A ‘no deal' Brexit would do ‘serious damage’ to an already overstretched NHS, according to the Nuffield Trust.
The health charity warned that patients could ‘bear the brunt of a chaotic exit from the European Union’ unless deals are agreed to guarantee the right of EU staff, cross border treatment in Northern Ireland and safeguarding access to lifesaving drugs.
The Nuffield trust’s briefing painted a grim picture of the impact on the NHS if negotiators fail to agree an exit deal.
Author Mark Dayan said: ‘A scenario where the UK leaves without any deal would cause extensive problems for the NHS. It would risk a chaotic disruption to supplies of medical products, and a rise in prices that would push hospitals deeper into deficit.
‘It would obstruct vital procedures provided across the border between Northern Ireland and the Republic of Ireland, and risk forcing tens of thousands of pensioners to return to seek care in an NHS which has no room for them.’
If negotiators cannot find common ground he urged them to start 'looking for a compromise’.
He said an exit deal needs to ensure the rights of EU doctors and nurses are guaranteed.

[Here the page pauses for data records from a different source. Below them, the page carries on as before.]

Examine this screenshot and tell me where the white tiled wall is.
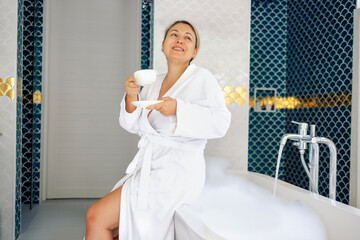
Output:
[154,0,250,171]
[0,0,17,240]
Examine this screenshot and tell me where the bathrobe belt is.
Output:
[112,134,205,209]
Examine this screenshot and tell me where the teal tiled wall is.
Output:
[249,0,356,203]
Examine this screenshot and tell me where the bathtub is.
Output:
[174,158,360,240]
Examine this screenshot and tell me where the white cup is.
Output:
[134,69,156,86]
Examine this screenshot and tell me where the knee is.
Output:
[85,204,99,225]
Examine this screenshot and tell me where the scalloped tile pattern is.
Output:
[15,0,24,236]
[141,0,153,69]
[248,1,287,179]
[21,0,43,204]
[249,0,356,204]
[0,0,17,240]
[285,0,356,204]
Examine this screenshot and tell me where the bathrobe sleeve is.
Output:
[170,69,231,139]
[119,93,142,134]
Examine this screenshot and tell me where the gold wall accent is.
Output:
[222,85,247,107]
[33,90,41,104]
[0,77,15,101]
[249,90,351,109]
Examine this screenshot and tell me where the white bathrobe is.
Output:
[113,64,231,240]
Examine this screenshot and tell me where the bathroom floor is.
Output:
[18,199,97,240]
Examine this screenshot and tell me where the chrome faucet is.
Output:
[279,121,337,200]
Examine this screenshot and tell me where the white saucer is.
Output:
[131,100,163,108]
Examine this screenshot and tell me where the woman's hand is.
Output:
[124,76,140,98]
[146,97,177,116]
[124,76,140,113]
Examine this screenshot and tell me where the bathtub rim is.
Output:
[226,170,360,217]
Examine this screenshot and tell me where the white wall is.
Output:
[154,0,251,171]
[0,0,17,237]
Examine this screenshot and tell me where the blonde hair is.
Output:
[164,20,200,64]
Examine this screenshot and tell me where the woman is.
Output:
[86,21,231,240]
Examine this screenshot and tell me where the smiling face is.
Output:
[161,23,198,65]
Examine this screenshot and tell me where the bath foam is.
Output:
[190,157,326,240]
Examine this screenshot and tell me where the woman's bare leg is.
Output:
[85,186,122,240]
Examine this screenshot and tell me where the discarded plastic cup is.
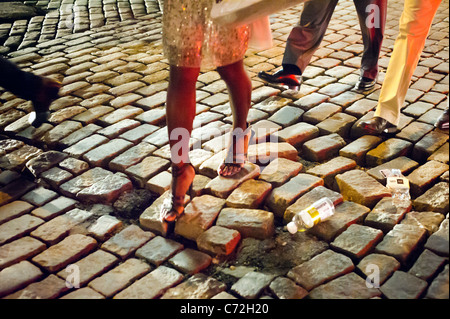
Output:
[287,197,335,234]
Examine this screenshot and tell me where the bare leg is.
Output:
[217,60,252,176]
[166,66,200,165]
[161,66,200,222]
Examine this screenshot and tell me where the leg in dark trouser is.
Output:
[354,0,387,91]
[0,57,61,127]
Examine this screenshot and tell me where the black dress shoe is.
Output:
[355,77,377,93]
[434,108,449,130]
[28,78,61,128]
[357,116,397,135]
[258,69,302,91]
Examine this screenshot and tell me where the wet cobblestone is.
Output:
[0,0,449,299]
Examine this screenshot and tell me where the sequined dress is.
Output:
[163,0,249,68]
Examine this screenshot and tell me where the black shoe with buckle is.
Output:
[357,116,397,135]
[258,69,302,92]
[434,108,449,130]
[28,78,61,128]
[354,76,377,93]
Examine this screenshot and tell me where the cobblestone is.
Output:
[0,0,449,299]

There are 62,000 people from other EU countries working in the NHS in England, according to workforce data.
Mr Dayan pointed out that: ‘For workers already here, the British Government has emphasised that their future rights depend directly on the exit deal.’
He warned: ‘A mass exodus of staff already here in response to an uncertain legal future would be disastrous.’
Unless a deal is hammered out there is a risk that UK expat pensioners living elsewhere in Europe might return home for medical treatment.
The Nuffield Trust estimates if all of them who are currently entitled to care through the S1 scheme headed home the NHS would have to find an extra £500 million and fund up to 1,000 extra hospital beds.
Mr Dayan said this was ‘a daunting prospect for an intensely pressurised health service’.
However he also found areas where the NHS could have greater flexibility after Brexit.
These include the chance to loosen the restrictions on doctors’ working hours under the European Working Time Directive.
Mr Dayan cautioned that a return to longer working hours of the past could ‘risk driving staff away’.